Non è raro oggi imbattersi sui social network nell’utilizzo da parte di tantissime persone di espressioni sconvenienti avverso professionisti, e in modo particolare avverso la categoria degli Avvocati; sicché proprio a tutela del genus più ampio dei diritti della persona, e nella species del diritto di reputazione di questa categoria, è stata portata all’attenzione della Corte una vicenda avente ad oggetto la punibilità di un cittadino per aver utilizzato  su un social una serie di espressioni offensive quali “buffone e  azzeccagarbugli” avverso un professionista (Avvocato) durante la sua candidatura a sindaco.

In particolare, il difensore del cittadino – atteso che il diritto alla reputazione debba sempre essere bilanciato con il diritto di critica politica – ha avallato la tesi secondo la quale l’esercizio del diritto di critica politica non è espressione della lesione dell’altrui reputazione  qualora le espressioni sconvenienti si riferiscano non all’operato in sé del professionista quanto al ruolo che egli sarebbe stato chiamato a ricoprire; infatti, il commento offensivo postato sulla pagina Facebook sarebbe stato rivolto al professionista in veste di futuro sindaco, ma non relativamente al suo lavoro come Avvocato.

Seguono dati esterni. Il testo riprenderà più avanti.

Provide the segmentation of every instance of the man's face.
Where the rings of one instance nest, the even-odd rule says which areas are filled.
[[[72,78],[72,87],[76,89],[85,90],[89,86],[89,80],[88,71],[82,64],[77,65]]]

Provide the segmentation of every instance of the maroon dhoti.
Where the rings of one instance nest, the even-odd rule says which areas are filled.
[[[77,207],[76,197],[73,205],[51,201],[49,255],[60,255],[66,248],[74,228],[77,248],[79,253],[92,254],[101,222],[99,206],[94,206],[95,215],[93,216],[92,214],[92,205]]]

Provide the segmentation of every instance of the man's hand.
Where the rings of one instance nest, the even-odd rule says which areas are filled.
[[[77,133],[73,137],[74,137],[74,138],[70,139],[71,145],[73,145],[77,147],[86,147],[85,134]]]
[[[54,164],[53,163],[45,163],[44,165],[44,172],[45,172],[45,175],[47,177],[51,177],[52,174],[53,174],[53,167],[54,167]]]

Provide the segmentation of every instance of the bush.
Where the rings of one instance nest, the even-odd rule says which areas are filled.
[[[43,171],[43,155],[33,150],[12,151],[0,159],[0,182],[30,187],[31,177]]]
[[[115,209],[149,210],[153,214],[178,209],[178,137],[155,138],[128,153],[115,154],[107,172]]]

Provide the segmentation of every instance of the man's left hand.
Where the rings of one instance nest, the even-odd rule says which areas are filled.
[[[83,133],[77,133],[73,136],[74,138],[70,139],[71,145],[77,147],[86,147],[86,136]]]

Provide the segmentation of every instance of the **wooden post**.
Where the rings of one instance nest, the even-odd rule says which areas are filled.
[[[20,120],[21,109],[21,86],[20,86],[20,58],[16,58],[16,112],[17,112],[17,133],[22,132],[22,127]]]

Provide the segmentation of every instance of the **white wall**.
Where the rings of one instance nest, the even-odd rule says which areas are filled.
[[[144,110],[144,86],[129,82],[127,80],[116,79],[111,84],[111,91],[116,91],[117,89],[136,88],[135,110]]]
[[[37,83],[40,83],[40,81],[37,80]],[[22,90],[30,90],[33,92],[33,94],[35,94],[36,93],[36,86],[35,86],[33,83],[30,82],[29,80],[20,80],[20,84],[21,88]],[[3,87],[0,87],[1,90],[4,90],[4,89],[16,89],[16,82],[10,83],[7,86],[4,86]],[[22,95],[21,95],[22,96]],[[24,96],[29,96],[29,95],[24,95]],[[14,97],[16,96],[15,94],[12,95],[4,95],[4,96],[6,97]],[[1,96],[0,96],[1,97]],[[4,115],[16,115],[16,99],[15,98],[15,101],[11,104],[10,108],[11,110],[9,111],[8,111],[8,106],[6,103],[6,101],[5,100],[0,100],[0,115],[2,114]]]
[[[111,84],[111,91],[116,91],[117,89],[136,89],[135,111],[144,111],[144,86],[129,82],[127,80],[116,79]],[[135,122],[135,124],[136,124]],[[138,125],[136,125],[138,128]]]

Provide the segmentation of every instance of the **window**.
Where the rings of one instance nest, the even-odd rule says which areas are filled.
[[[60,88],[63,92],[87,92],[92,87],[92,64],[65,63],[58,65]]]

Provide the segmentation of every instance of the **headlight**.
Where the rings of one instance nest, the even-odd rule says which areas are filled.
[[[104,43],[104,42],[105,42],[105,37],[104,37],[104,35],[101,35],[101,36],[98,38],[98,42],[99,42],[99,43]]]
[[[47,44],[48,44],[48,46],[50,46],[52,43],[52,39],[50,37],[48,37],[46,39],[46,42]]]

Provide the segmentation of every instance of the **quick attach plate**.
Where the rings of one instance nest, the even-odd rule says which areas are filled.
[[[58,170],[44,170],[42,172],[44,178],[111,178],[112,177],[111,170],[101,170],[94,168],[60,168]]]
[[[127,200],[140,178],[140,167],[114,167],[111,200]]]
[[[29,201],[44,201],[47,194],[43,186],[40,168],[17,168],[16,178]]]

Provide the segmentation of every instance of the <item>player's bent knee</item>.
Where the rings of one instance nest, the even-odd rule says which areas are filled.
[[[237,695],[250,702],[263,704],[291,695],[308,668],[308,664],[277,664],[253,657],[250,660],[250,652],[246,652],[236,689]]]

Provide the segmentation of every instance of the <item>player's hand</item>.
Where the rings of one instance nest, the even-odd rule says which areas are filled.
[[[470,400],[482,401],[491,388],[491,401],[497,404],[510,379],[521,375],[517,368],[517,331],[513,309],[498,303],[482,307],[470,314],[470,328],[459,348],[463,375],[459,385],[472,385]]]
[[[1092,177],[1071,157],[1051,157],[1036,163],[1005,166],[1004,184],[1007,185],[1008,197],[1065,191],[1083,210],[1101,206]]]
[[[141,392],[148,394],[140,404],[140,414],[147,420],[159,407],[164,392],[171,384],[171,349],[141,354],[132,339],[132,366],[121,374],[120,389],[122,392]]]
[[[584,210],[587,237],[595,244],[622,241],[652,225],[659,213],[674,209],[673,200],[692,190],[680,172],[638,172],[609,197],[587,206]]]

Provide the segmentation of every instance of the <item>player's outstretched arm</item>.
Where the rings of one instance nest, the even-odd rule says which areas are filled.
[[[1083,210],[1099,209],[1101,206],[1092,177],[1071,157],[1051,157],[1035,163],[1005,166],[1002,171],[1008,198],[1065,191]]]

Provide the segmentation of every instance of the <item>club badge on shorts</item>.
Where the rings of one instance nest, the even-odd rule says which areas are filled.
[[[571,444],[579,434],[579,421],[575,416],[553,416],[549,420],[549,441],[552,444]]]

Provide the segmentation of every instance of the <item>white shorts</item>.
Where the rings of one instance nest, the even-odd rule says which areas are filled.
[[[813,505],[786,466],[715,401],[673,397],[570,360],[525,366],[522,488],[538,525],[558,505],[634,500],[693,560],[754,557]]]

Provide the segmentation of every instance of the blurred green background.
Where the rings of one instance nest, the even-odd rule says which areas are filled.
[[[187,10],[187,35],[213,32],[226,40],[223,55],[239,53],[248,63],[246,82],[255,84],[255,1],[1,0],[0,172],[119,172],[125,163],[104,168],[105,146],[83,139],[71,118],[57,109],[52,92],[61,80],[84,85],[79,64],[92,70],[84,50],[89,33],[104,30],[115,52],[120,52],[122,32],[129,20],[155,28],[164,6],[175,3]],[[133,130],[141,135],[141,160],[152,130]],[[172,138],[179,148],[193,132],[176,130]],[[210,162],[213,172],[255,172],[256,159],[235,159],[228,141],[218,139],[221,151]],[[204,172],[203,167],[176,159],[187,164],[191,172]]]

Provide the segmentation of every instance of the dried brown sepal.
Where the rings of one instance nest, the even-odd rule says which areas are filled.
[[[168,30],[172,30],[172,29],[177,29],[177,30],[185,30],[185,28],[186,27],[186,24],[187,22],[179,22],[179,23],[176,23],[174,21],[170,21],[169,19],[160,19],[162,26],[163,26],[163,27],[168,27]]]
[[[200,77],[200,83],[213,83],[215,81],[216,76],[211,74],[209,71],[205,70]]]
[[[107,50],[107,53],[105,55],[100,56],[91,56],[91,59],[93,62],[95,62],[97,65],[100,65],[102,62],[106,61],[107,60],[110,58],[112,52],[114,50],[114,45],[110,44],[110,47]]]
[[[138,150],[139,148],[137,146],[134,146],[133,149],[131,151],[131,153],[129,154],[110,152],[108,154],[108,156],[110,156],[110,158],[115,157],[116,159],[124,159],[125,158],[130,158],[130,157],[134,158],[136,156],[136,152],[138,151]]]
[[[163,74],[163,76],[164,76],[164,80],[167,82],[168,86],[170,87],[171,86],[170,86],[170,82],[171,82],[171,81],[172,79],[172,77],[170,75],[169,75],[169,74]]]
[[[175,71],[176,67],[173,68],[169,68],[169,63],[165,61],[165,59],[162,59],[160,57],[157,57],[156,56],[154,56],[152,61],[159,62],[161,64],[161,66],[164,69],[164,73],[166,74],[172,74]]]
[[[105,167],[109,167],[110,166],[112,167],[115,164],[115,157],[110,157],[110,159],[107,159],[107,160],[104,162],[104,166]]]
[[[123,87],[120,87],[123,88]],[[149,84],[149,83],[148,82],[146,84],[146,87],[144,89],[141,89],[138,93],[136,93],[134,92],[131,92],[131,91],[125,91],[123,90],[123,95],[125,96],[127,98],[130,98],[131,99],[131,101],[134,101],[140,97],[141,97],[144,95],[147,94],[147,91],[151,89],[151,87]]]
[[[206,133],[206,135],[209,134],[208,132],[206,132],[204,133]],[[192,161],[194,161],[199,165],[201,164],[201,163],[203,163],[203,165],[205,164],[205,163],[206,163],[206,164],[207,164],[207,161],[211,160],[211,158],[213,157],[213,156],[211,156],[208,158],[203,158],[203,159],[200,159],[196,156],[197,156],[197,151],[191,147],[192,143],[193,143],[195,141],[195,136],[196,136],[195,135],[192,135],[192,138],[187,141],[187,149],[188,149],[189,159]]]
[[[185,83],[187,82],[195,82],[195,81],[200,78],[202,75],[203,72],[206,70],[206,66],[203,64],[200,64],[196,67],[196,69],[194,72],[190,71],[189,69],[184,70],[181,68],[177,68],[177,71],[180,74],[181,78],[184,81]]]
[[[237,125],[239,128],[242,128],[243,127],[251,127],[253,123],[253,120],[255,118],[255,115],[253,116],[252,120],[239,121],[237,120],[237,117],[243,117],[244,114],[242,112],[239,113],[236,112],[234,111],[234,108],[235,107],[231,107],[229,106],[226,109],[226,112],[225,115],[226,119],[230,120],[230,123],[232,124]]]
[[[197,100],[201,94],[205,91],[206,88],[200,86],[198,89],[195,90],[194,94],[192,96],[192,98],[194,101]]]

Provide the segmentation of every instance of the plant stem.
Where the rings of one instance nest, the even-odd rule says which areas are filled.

Di diverso avviso i giudici della Cassazione, i quali hanno ritenuto  che le espressioni utilizzate dal cittadino, soprattutto quella che qualificava l’Avvocato come “azzeccagarbugli”, sono lesive del diritto di reputazione altrui, in quanto  si riferiscono proprio all’attività esercitata dal professionista, atteso che, se si volesse analizzare l’aggettivo facendo riferimento a un precedente contesto storico, si dovrebbe tener conto del fatto che esso veniva utilizzato soprattutto nel romanzo Manzoniano -“I Promessi Sposi”- come termine per identificare gli Avvocati di poco valore, <<che si accingevano a sottrarre dai guai non del tutto onestamente persone disoneste e potenti>>.

Quindi tenendo conto del significato dell’aggettivo e della condotta tenuta dal cittadino risulta essere lecita la sua condanna per diffamazione e al risarcimento del danno non patrimoniale nella voce di danno morale.